A step-by-step, evidence-based guide to nerve gliding, tendon gliding, and stretching exercises that may help ease the numbness and tingling of carpal tunnel syndrome.

27 June 2026FizyoArt Editorialcarpal tunnel syndromecarpal tunnel exerciseswrist painnerve gliding exercisehand numbness
Carpal Tunnel Syndrome: Exercises That Can Help

Carpal Tunnel Syndrome: Exercises That Can Help

Do carpal tunnel exercises really relieve numbness?

On their own, carpal tunnel exercises usually will not fully relieve symptoms such as pain and numbness. They are most effective when combined with other measures, such as activity changes and a wrist splint worn at night [2]. The realistic expectation is this: nerve gliding, tendon gliding, and stretching movements are a supportive tool that may help ease mild to moderate symptoms, not a stand-alone cure.

Carpal tunnel syndrome (CTS) occurs when the median nerve is compressed as it travels through a narrow passageway in the wrist called the carpal tunnel [1]. This compression causes numbness, tingling, and pain in the thumb, index finger, middle finger, and the thumb-side half of the ring finger [3]. In this article we walk through the exercises that may help reduce pressure on the median nerve, step by step, and clarify when you should stop and when you should see a professional.
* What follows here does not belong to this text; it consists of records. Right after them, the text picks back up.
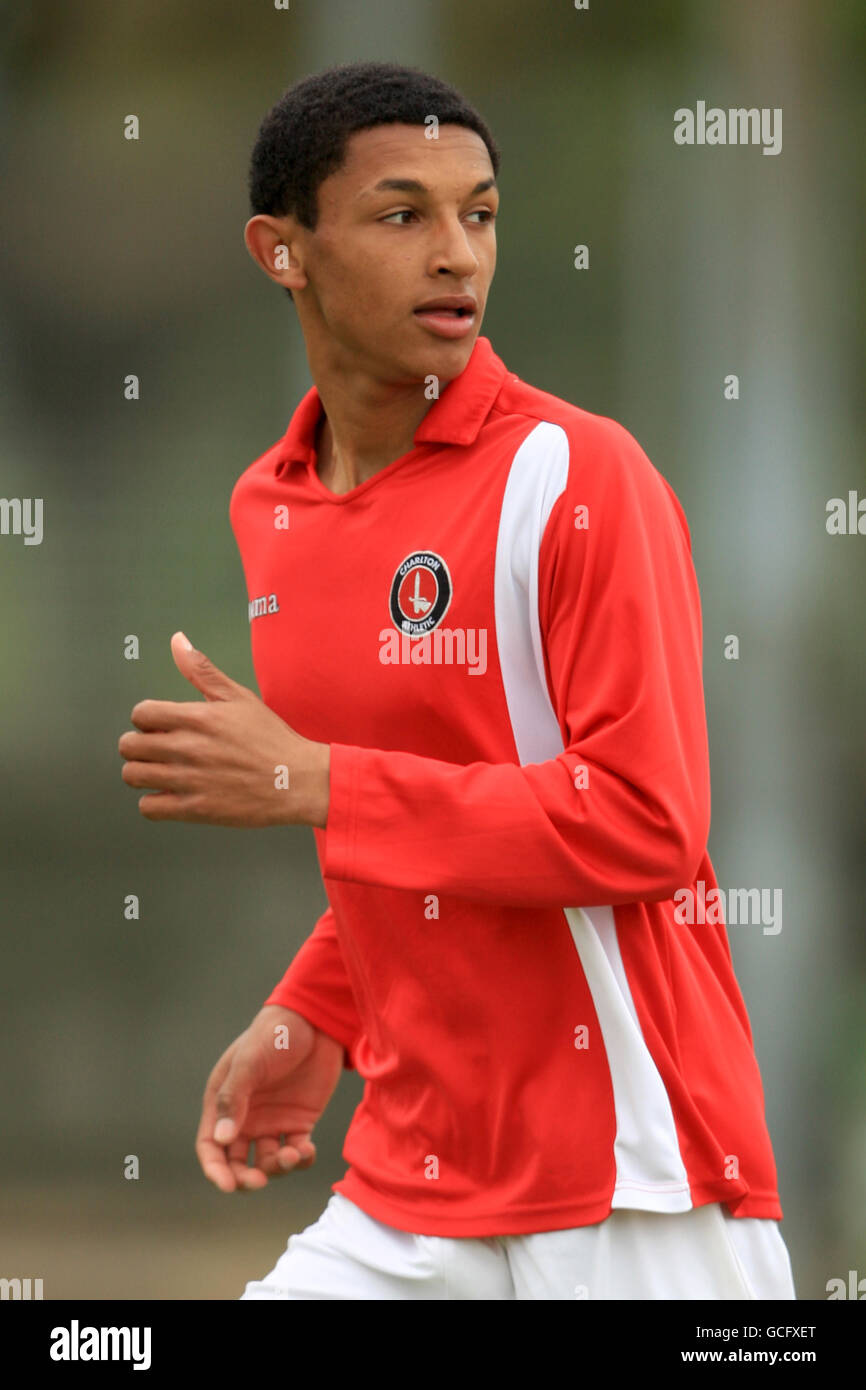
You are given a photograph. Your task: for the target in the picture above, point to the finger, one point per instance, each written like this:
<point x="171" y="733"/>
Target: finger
<point x="164" y="805"/>
<point x="159" y="776"/>
<point x="248" y="1178"/>
<point x="152" y="748"/>
<point x="296" y="1154"/>
<point x="214" y="1164"/>
<point x="164" y="715"/>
This content is for general information only and is not a substitute for an individual examination or medical advice. Before starting any exercise program, it is recommended that you talk to your doctor or physical therapist about whether it is safe for you [1].

What causes carpal tunnel syndrome and what are the symptoms?

The carpal tunnel is a narrow passage bounded above by the transverse carpal ligament and below by the carpal bones. Nine flexor tendons and the median nerve pass through it [3]. Repeated bending or extending of the wrist can raise the pressure inside the tunnel to several times its normal level, and repeated compression gradually impairs how the nerve works [3].

Symptoms are typically worse at night, especially during sleep, because many people sleep with their wrists bent, a position that compresses the median nerve [2]. Classic complaints include:

  • ·Numbness and tingling in the thumb, index, middle, and half of the ring finger [3]
  • ·Symptoms that worsen at night and ease briefly when you shake the hand [3]
  • ·Hand weakness, loss of fine coordination, and clumsiness as the condition progresses [3]
  • ·Discomfort that increases with repetitive hand tasks such as typing, writing, or driving [3]

CTS is about three times more common in women than in men and usually appears between the ages of 40 and 60 [3]. Conditions such as pregnancy, obesity, diabetes, rheumatoid arthritis, and hypothyroidism, as well as jobs that involve vibrating tools or repetitive hand movements, raise the risk [3].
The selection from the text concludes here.